Here, most of my friends are not growing up. Maybe on paper they are, but their living situation says otherwise. They live in a house that feels like a commune. Couch surfers every night. Dogs everywhere, escaping the house and out onto the streets. People argue about eating each other’s food. The living room table is covered in incense, jars of weed and old climbing magazines. Some of my friends are having “summer flings,” mid-thirties and all that matters is the summer, the moment, having a good time. It’s like I’m 22 for the weekend. Awesome.

The day after the Fourth of July, I deliver a presentation at the local bookstore. I’ve done this a couple years in a row now. The audience is usually comprised entirely of my friends. I plan on reading stories that involve the usual repertoire of my old school stories: sex, drugs and rock climbing.

I walk in late and everything is different than I expected. There are people I don’t know. Not only that but there’s women I don’t know, waiting to hear me speak.

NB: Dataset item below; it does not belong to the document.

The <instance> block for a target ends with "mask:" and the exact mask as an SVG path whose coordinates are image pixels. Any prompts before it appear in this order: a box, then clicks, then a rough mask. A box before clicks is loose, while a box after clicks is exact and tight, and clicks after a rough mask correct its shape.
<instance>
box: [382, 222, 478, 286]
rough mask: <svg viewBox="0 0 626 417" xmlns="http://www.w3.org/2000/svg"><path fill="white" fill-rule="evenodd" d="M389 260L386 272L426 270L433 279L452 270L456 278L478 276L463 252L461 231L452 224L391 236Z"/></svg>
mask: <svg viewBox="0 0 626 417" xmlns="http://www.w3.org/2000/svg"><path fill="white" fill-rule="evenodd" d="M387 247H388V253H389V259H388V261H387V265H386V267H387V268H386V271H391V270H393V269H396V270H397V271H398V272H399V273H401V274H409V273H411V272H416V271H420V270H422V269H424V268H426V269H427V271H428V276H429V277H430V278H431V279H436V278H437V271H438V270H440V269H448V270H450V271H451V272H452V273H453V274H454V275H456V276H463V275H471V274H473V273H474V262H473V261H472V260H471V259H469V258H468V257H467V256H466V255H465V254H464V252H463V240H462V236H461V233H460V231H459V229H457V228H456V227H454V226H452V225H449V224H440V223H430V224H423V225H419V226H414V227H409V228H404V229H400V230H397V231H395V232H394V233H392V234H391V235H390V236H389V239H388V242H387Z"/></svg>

Beautiful women. And there’s kids. Wait, who let these kids in here? I retool my reading material, and keep things PG. It’s my most successful presentation ever, and my writing dreams are kept alive.

The next day is the Farmer’s Market. Vibrant, organic food, arts and crafts, hippie girls singing bluegrass. Independent and local, two necessary ingredients to keep the flavor and spirit of the West alive. Midday I want to go bouldering, but it rains. So I head over to the new coffeeshop and bakery. It’s a small, organic, craft-based joint. I love it. There’s a garden out back and a zine library. I think the hope for America comes in the form of this new small-batch, craft movement sweeping the country.

I want to stay in Crested Butte forever. Well, at least through the summer. But it’s time to go back, back to work, back home to Durango. The more I travel, the more I realize its good to have a home, especially because the road goes on forever, and the party never ends.